I'm Leavin'...On A Jet Plane...

Greetings from 22,724 feet! I made it in the air-wahoo! Now just attempting to get used to the feel of the keyboard on my new Acer computer (thank you Santa!) Waking up at 4:30 am isn't exactly the definition of fun but it's not as difficult when I know in a few short hours I will be in the best place on Earth. I managed, by the grace of God, to get 2 weeks worth of clothing and toiletries in a book bag and a small carry-on bag. My two checked bags are full of Christmas gifts, mail, towels, and school uniforms that have been piling up around the Phillips' home for weeks now. I am sure Mom is glad to see it make its way home to the children!

One of my action packers was 4 pounds over weight. Dad and I got to stand at the counter and shuffle items around and take some out (my Bible of all things) to adjust the weight while several happy and cheerful day-after-Christmas travelers waited so kindly behind us (ok-maybe not quite so kindly-I did catch a few glares and "let me look at you, then my watch, then you again all while taking a big deep breath" stares.)

When we put the lid back on the box and were trying to close it, the latch broke. Thank goodness for heavy duty tape. Let's just pray it holds until I arrive in Guatemala. Standing at baggage claim waiting on a soccer ball here and a Dora book there wouldn't exactly be enjoyable. I'm just going to pray that unlike last time, my bags make it there with me. Given satan's (not capitalized on purpose) lately, however, I don't think anything would come as a surprise at this point. I know something great is going to come out of this trip because there has been some serious battling going on to keep me from it! (You will be happy to hear my Bible did make it with me).

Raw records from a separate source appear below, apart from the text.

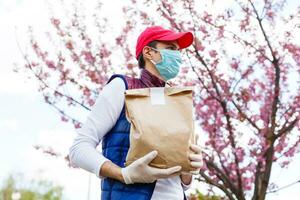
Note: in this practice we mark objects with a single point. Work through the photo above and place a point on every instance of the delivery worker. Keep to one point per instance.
(159, 59)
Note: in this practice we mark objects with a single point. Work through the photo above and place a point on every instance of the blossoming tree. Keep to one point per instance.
(244, 64)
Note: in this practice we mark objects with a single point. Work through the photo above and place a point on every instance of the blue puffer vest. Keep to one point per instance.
(115, 145)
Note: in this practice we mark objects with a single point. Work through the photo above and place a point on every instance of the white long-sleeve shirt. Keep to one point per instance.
(103, 116)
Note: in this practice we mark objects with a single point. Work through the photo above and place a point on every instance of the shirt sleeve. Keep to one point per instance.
(186, 187)
(103, 116)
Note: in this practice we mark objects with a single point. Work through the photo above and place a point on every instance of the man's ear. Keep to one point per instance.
(147, 52)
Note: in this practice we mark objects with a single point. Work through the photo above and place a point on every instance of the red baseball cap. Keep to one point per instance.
(184, 39)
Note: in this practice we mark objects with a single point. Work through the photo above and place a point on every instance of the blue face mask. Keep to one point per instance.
(170, 63)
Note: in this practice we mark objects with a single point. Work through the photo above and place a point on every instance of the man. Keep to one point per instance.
(158, 55)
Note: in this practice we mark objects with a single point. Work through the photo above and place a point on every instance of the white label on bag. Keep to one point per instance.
(157, 96)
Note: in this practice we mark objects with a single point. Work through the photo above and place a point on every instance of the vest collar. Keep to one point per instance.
(150, 80)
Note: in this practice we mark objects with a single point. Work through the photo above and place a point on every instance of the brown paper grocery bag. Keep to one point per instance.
(161, 119)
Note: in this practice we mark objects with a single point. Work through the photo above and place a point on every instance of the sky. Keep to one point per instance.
(26, 120)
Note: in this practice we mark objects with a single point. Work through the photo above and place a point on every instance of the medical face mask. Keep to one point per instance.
(169, 65)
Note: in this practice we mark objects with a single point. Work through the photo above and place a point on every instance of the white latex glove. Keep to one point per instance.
(140, 172)
(196, 158)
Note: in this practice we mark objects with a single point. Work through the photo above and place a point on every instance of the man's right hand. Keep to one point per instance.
(140, 172)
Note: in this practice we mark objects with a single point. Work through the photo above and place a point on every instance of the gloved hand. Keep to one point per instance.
(140, 172)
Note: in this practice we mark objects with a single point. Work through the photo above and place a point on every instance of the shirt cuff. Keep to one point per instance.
(98, 168)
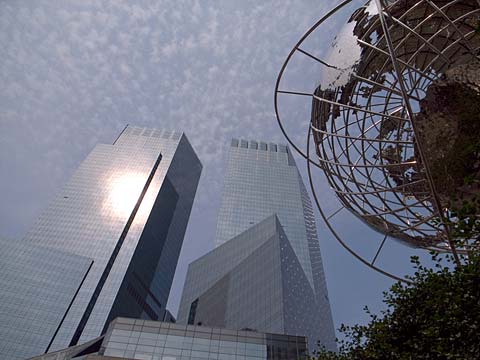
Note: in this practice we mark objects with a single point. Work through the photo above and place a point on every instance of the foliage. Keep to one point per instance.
(435, 317)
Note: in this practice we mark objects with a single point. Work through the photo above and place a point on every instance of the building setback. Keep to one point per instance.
(266, 271)
(115, 231)
(152, 340)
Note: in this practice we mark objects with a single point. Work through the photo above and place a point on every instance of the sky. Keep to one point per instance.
(74, 73)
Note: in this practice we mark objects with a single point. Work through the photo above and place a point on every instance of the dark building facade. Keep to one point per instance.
(266, 271)
(117, 228)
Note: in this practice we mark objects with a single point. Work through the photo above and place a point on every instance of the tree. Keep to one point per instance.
(435, 317)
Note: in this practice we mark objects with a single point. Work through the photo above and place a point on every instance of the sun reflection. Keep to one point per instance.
(124, 193)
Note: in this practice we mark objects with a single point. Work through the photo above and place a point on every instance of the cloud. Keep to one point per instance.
(73, 73)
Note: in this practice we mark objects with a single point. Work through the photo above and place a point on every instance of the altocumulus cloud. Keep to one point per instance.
(73, 73)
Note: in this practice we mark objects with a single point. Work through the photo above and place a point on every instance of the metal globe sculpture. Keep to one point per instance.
(395, 120)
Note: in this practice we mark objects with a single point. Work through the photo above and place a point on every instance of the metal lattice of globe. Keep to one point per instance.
(395, 116)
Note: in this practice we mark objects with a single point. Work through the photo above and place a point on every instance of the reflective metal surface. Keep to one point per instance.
(385, 123)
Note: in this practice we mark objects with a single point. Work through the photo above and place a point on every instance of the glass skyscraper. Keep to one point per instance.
(128, 339)
(107, 245)
(266, 271)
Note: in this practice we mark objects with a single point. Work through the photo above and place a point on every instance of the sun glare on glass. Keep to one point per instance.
(124, 193)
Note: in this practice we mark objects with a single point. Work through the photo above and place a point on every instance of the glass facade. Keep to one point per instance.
(125, 209)
(267, 253)
(37, 286)
(148, 340)
(155, 340)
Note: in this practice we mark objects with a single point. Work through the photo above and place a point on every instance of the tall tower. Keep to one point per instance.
(120, 222)
(266, 271)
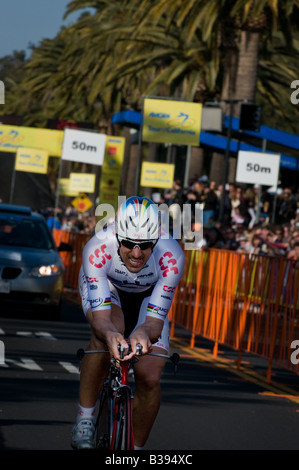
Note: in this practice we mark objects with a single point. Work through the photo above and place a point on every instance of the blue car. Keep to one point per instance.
(31, 269)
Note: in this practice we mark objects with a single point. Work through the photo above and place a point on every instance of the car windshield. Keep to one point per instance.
(16, 230)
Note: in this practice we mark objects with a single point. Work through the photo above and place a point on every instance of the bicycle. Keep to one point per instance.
(113, 426)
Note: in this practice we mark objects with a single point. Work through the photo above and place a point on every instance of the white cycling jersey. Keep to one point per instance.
(103, 269)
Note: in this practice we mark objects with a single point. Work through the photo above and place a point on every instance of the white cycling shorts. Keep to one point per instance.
(163, 341)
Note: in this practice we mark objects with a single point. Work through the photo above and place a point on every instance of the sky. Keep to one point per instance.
(29, 21)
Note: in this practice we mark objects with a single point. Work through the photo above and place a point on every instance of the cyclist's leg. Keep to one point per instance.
(148, 370)
(94, 367)
(147, 397)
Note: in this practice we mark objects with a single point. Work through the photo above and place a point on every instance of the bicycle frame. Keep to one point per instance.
(114, 429)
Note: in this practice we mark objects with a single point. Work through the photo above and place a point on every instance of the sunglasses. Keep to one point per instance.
(131, 245)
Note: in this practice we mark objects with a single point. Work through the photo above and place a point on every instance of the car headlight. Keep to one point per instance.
(46, 270)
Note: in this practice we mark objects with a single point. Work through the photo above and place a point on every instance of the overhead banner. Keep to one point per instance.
(174, 122)
(111, 170)
(157, 175)
(14, 137)
(82, 182)
(83, 146)
(258, 168)
(32, 160)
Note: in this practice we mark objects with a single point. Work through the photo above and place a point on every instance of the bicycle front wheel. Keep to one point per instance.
(122, 432)
(104, 421)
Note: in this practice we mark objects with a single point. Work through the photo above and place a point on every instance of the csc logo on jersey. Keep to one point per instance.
(98, 258)
(168, 289)
(167, 263)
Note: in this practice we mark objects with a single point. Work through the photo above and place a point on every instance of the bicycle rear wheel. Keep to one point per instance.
(104, 421)
(122, 432)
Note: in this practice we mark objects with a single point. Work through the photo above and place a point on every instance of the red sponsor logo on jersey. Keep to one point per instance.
(167, 263)
(91, 279)
(98, 258)
(168, 289)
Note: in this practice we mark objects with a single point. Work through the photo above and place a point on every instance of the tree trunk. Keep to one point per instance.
(241, 70)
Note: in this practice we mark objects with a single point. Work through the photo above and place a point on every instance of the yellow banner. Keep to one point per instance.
(157, 175)
(14, 137)
(64, 188)
(111, 170)
(82, 182)
(32, 160)
(82, 203)
(175, 122)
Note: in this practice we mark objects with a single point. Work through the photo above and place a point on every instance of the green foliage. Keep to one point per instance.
(124, 49)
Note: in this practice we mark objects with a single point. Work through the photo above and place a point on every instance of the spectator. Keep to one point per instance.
(286, 207)
(211, 204)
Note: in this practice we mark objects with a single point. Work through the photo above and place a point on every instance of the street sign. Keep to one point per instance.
(32, 160)
(258, 168)
(82, 203)
(83, 146)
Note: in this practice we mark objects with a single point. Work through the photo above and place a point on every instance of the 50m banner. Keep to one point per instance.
(173, 122)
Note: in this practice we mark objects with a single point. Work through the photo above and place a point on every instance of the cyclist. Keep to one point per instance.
(127, 282)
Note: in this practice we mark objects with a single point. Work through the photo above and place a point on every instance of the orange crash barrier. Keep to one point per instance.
(71, 260)
(247, 302)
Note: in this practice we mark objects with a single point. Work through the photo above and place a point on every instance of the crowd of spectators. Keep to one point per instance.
(264, 223)
(70, 220)
(252, 222)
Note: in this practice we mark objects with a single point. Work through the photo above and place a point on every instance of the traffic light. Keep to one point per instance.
(250, 117)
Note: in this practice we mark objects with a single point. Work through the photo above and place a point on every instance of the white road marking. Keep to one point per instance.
(25, 363)
(70, 367)
(45, 335)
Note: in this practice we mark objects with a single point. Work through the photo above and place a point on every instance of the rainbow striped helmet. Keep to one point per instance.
(138, 218)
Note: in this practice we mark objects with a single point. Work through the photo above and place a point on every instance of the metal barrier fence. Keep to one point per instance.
(249, 303)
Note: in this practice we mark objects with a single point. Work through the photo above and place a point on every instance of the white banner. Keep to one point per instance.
(258, 168)
(83, 146)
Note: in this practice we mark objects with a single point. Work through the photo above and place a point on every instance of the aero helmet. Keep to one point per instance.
(138, 218)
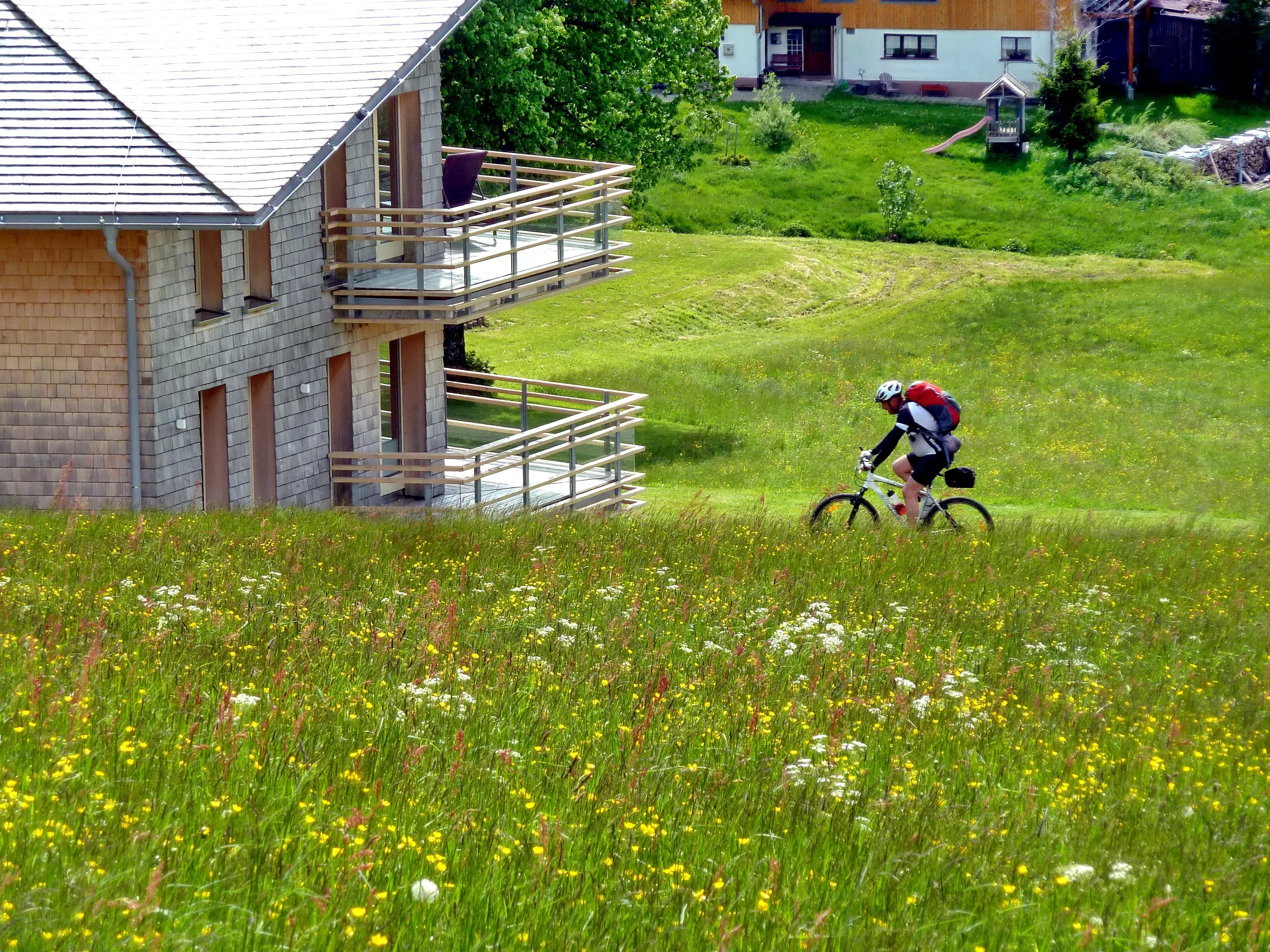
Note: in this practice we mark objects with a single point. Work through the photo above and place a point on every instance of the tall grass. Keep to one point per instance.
(270, 731)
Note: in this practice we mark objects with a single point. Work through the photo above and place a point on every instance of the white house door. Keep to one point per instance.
(794, 49)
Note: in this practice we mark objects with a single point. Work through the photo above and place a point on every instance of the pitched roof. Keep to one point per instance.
(65, 143)
(244, 98)
(1006, 86)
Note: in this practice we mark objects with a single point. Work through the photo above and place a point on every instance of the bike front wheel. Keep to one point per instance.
(840, 511)
(959, 515)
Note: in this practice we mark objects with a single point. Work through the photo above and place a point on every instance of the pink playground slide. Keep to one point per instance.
(958, 138)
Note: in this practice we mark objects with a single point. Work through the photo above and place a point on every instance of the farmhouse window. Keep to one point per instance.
(209, 279)
(260, 267)
(1017, 49)
(909, 46)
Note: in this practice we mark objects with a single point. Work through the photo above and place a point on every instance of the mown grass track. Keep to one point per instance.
(260, 731)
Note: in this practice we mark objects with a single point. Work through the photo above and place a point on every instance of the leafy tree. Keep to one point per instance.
(773, 124)
(1239, 46)
(613, 81)
(1069, 93)
(901, 206)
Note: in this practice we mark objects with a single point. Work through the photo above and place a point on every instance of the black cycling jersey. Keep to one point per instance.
(919, 426)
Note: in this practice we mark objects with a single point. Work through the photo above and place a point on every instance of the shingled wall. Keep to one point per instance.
(64, 375)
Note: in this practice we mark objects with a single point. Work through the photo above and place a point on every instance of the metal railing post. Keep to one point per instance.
(609, 445)
(561, 234)
(573, 463)
(618, 463)
(468, 268)
(515, 237)
(525, 444)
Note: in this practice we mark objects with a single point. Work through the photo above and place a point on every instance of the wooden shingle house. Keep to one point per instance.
(231, 241)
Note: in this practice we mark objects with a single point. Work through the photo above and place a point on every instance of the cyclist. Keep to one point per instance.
(929, 453)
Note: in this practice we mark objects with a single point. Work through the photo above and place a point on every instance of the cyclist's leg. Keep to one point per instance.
(924, 470)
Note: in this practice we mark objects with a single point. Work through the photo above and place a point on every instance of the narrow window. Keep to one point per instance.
(340, 397)
(210, 289)
(335, 188)
(265, 461)
(217, 449)
(260, 267)
(1017, 49)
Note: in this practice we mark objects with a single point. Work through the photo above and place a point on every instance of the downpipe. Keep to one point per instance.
(130, 291)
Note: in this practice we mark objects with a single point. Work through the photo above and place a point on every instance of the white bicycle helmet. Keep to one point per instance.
(892, 388)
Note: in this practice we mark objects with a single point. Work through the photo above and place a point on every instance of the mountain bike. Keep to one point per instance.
(840, 511)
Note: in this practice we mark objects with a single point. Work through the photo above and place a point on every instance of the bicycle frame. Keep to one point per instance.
(876, 483)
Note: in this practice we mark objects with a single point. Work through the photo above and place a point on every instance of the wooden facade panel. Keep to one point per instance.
(942, 15)
(742, 12)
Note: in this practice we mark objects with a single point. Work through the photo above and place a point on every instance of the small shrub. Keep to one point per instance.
(902, 209)
(747, 221)
(773, 124)
(1130, 177)
(802, 154)
(1159, 135)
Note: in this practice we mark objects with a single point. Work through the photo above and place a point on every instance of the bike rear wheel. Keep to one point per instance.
(959, 515)
(840, 511)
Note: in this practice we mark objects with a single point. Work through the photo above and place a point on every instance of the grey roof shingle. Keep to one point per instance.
(67, 147)
(189, 106)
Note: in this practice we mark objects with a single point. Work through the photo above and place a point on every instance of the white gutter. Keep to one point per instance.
(130, 293)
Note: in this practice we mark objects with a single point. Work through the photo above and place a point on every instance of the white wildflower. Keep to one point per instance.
(425, 892)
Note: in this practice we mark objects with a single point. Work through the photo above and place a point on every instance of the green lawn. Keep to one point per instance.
(323, 732)
(975, 202)
(1088, 384)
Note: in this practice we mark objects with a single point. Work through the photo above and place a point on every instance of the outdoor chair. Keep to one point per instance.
(460, 176)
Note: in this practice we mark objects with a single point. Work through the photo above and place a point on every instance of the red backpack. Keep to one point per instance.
(940, 406)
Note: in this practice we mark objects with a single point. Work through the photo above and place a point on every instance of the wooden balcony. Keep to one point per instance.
(547, 227)
(514, 445)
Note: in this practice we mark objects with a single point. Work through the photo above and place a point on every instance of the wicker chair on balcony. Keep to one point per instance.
(460, 178)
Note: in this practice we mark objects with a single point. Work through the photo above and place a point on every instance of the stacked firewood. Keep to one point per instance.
(1225, 158)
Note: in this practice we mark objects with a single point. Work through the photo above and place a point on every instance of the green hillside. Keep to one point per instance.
(1088, 383)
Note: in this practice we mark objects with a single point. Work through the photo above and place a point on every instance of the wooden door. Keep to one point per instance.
(265, 459)
(415, 402)
(819, 51)
(340, 413)
(794, 49)
(217, 449)
(388, 176)
(335, 194)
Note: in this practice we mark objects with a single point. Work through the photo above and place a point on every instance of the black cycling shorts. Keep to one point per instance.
(926, 468)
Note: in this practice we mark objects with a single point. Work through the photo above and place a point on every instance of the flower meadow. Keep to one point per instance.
(295, 731)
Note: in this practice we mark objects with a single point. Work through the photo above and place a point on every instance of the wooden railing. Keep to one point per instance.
(545, 227)
(577, 460)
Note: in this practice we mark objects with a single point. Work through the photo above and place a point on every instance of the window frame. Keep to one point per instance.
(1015, 59)
(258, 268)
(902, 53)
(209, 277)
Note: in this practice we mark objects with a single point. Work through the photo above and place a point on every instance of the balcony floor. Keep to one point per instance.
(509, 483)
(530, 261)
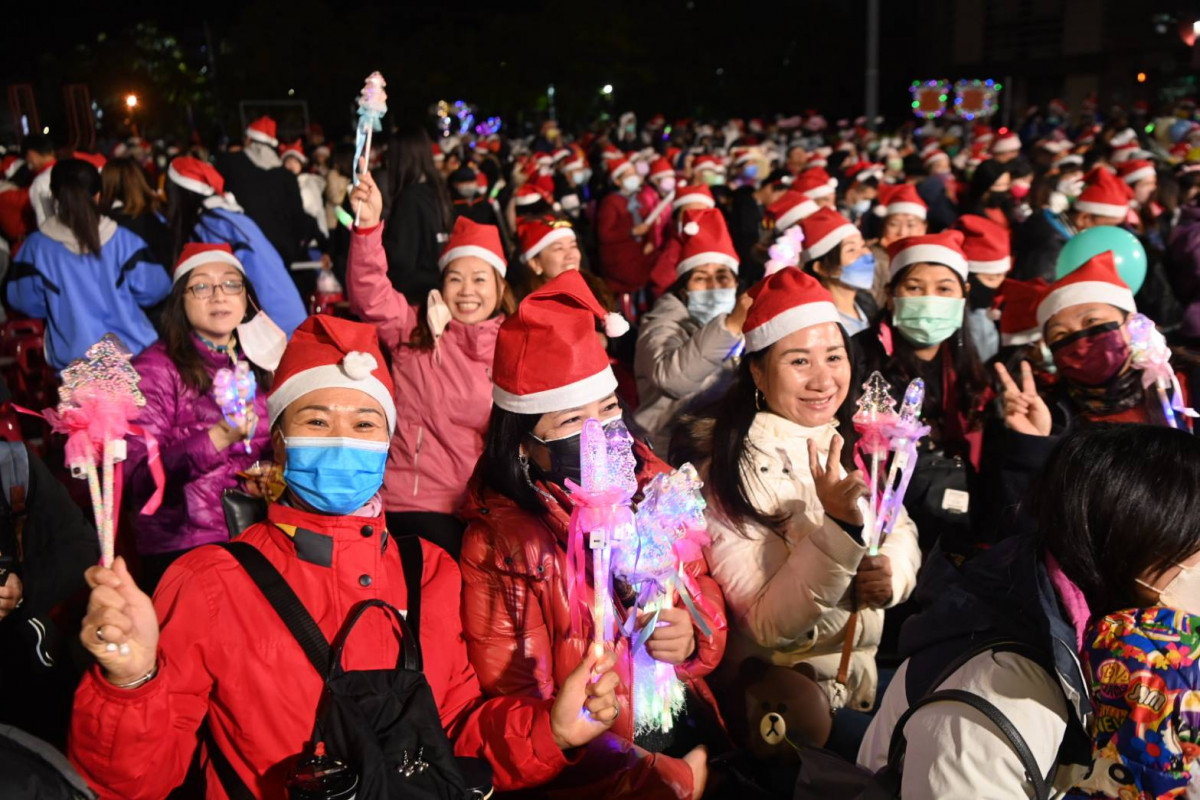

I can't wait to get to Casa Aleluya. This trip seemed like it would never get here and I can't believe I am finally on my way! I am praying that on this trip the Lord will break my heart for what breaks His, teach me to love in a deeper and more compassionate way, and that I will show a genuine love to these children that they will be able to feel. I want to make a impact on their lives, not just be another face that comes through the gates. I pray for opportunities to share the love of Christ and that I will continue to grow and mature as a Christian while I am here.

I miss all of yall and am so blessed for the amazing support group the Lord has placed around me. Every one of you has impacted my life in ways you may never know. Thank you for pouring into me and show Christ's love. Continue to live boldly and loudly for Him.